Thanks for the code. Could you post your model and the input shapes, so that we could take a look, why the backward is 100x slower in 1.4.0?

Hey @prtblck , I’m somewhat conflicted about publicly sharing my source code. Is there a way I could share it only with Pytorch developers? I personally want to contribute to the community, but would not like to expose intellectual property.

Inspecting my code, something that might be impacting the computation of the gradients is that my model’s forward method contains conditional statements, assertions and try/except blocks. I’m guessing some of these are might be impacting the performance.

That is understandable.
Would it be possible to “simulate” your approach, e.g. by adding some conditions using just random numbers?

I don’t really know how, and the model is ~300 lines of code. I’m do am planning to release the code with the publication. Shall we put a hold to this till then?

Sure. Make sure you publish the paper and ping me here again once the code is public. :wink:

PS: Not sure, if you’re already using it, but add torch.backends.cudnn.benchmark = True at the beginning of your script. This will run benchmarks for each new input shape and select the fastest cudnn kernel for your workload. Note that the first iteration will be slower due to benchmarking (and each “first” iteration for new input shapes).

Hi @ptrblck,
Yes, I’m using the torch.backends.cudnn.benchmark = True and also replaced all the try/except with conditionals and that made no difference in the performance.

Another piece of information that might be useful to determine the sink in performance is that the model I’m using is a transfer learning model which was used trained on pytorch 0.4.1. Maybe there could be a performance issue with using weights trained with a previous pytorch version?

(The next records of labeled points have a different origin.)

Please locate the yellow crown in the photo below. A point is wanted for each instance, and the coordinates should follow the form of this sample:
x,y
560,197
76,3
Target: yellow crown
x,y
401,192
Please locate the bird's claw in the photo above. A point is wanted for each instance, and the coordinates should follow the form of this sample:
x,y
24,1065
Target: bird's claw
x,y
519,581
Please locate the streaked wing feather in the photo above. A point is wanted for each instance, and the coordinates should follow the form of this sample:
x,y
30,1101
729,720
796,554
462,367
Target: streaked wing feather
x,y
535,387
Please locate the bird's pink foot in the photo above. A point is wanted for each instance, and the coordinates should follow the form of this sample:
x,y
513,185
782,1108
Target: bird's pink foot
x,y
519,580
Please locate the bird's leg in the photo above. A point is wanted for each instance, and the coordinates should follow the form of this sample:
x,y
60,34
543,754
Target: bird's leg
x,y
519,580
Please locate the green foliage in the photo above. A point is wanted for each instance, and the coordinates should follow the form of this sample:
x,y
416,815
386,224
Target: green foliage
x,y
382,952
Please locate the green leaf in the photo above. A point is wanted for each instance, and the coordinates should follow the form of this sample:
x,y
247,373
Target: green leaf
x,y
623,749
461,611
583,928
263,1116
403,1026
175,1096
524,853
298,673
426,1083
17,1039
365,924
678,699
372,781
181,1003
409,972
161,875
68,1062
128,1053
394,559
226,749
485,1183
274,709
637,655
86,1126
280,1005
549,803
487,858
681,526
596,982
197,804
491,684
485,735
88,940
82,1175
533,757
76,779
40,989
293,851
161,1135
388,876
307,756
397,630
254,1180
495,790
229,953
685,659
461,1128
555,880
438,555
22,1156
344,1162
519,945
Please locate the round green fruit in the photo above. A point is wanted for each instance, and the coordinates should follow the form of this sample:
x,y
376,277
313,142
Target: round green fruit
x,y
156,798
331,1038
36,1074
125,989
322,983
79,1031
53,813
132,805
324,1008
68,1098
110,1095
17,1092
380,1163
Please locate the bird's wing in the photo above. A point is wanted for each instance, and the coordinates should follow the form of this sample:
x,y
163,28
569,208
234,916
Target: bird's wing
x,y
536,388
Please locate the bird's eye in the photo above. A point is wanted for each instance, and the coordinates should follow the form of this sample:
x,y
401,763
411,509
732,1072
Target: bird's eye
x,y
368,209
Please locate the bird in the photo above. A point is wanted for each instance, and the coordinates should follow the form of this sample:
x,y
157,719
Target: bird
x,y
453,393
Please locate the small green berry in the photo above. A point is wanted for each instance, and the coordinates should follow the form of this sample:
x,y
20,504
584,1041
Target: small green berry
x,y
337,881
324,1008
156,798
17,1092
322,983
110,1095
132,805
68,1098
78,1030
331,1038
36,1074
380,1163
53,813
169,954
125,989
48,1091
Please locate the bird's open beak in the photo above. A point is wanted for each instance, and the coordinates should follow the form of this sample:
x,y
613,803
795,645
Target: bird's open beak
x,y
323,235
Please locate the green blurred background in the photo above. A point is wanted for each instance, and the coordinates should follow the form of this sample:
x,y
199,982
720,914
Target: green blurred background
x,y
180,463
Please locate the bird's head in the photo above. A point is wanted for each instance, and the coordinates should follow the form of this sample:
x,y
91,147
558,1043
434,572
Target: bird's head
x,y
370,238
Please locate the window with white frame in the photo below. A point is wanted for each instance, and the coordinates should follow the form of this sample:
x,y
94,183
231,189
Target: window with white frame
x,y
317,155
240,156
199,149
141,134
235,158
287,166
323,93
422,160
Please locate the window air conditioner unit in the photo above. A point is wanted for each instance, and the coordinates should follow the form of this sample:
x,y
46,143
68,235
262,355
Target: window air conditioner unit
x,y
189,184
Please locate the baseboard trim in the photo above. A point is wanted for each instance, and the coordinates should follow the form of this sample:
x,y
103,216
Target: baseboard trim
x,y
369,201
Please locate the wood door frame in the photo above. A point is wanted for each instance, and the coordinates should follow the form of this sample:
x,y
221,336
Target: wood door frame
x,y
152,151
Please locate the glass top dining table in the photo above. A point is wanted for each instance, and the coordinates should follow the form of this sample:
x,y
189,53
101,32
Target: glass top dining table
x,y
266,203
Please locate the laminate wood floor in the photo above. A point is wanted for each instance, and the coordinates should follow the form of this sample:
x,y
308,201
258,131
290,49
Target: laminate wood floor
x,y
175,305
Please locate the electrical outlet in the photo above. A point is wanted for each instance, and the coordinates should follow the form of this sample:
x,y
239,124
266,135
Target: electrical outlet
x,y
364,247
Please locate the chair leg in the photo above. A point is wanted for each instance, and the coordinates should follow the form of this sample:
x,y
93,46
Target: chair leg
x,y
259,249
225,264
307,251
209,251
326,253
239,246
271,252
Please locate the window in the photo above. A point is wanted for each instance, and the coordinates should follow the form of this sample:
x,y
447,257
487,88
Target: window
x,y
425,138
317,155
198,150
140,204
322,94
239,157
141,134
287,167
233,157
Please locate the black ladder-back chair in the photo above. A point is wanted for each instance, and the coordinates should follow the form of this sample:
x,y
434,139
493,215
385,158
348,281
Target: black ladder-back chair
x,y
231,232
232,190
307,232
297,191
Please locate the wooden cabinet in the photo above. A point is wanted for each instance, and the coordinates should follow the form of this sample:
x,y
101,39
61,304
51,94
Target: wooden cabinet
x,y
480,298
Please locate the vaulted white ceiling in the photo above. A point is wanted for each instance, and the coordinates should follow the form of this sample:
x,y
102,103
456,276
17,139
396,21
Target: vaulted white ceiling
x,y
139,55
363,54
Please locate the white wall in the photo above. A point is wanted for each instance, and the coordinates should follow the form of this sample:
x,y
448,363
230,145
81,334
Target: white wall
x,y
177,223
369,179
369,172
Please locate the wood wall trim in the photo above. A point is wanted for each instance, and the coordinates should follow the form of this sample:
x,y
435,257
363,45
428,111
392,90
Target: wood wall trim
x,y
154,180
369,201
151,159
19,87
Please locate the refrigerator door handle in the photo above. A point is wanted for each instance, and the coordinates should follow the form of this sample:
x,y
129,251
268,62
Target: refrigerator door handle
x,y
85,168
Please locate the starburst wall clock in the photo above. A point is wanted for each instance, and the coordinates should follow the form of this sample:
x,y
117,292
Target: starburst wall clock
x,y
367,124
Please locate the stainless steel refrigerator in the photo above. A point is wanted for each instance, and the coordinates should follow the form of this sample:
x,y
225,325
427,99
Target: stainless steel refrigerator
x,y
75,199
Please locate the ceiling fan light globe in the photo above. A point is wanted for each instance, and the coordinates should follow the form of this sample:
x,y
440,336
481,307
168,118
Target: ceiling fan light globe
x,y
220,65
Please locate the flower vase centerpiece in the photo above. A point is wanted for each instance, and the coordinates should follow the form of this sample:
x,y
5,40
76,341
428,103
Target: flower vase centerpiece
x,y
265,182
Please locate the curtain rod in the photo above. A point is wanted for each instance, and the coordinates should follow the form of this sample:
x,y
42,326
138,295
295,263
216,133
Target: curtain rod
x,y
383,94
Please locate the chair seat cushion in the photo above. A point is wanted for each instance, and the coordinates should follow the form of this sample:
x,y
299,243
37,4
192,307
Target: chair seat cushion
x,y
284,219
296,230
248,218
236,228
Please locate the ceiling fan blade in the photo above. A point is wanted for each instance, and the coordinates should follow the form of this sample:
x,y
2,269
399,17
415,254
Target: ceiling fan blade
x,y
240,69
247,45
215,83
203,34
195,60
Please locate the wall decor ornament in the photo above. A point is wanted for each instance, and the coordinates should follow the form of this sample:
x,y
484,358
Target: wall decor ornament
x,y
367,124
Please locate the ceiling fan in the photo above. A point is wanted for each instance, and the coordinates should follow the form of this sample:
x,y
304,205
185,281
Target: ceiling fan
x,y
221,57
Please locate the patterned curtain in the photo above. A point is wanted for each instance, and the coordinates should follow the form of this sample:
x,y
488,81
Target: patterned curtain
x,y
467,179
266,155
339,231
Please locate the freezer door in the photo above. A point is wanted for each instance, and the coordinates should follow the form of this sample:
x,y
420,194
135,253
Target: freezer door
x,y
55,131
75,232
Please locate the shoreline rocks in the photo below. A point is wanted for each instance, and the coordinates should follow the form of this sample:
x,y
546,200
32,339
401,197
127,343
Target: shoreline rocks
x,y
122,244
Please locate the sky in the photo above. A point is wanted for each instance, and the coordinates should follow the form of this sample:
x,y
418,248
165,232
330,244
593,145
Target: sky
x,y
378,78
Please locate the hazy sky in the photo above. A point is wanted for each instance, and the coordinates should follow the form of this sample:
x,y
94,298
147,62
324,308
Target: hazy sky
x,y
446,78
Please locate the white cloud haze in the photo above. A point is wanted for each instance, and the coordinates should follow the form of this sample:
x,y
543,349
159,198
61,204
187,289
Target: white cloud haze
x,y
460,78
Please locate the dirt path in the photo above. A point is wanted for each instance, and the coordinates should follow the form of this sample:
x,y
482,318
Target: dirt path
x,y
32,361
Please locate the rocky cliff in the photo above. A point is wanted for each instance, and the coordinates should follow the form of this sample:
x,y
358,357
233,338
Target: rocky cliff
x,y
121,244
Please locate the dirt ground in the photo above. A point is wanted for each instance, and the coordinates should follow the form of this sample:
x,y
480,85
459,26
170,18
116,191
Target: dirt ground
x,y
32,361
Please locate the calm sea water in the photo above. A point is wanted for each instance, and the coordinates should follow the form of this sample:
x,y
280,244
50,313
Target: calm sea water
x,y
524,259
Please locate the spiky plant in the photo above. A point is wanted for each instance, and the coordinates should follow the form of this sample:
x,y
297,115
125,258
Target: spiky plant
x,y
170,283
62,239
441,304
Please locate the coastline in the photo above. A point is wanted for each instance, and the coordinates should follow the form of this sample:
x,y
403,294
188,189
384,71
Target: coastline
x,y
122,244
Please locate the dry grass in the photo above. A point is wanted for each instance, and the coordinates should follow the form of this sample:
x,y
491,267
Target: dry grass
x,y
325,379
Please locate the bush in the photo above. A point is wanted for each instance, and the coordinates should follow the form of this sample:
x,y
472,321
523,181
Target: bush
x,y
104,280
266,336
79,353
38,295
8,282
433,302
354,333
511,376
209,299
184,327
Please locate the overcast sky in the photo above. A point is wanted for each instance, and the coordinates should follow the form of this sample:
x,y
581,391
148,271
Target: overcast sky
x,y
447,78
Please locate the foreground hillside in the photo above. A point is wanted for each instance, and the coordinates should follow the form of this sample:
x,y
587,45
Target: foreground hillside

I still haven’t been able to publicly release the code, but I can grant you read access.Do you think that might help resolve this issue?

That shouldn’t be the case, as the state_dict would only hold the parameters and no operations etc.

No, please don’t share the code with “strangers” without a proper agreement. :wink:
If you could write a “fake model” with a similar architecture without releasing any of your research, feel free to post it here. Otherwise, I’ll just wait until you are able to release the code to have a look at it.

Hi, @ptrblck. I actually figured out a way to share the model without disclosing my custom architecture. I’m basing my model on the ITracker model (https://github.com/CSAILVision/GazeCapture/blob/master/pytorch/ITrackerModel.py) which is publicly available on the repo. https://github.com/CSAILVision/GazeCapture/tree/master/pytorch. This model suffers from the same issues as mine.

I was able to pin-point that the change which introduced the performance issues was introduced in the torch version 1.3.0.

Hi @ptrblck, I understand if this is not a pressing issue to resolve currently by the development team, but I wonder if there has been any progress in understanding the root cause of the issue and if I can help somehow. :slight_smile:

@ptrblck I think that the issue might be because of using the layer:

nn.CrossMapLRN2d

Thanks for the isolation.
What were the performance numbers for this module before the 1.3 release and after, as you’ve mentioned that the regression was introduced there?
Since this layer doesn’t use any 3rd party libs such as cudnn, native PyTorch functions seem to have introduced the regression (source code).

Sorry, what is it that you are asking? Version 1.3.0 introduces the performance regression, version such as 1.2.0 and before have good performance for the nn.CrossMapLRN2d module.

I was asking for your profiling results. I.e. since you already isolated this layer to introduce the regression, what was the performance in 1.2 vs. 1.3. How did you profile it and which device are you using?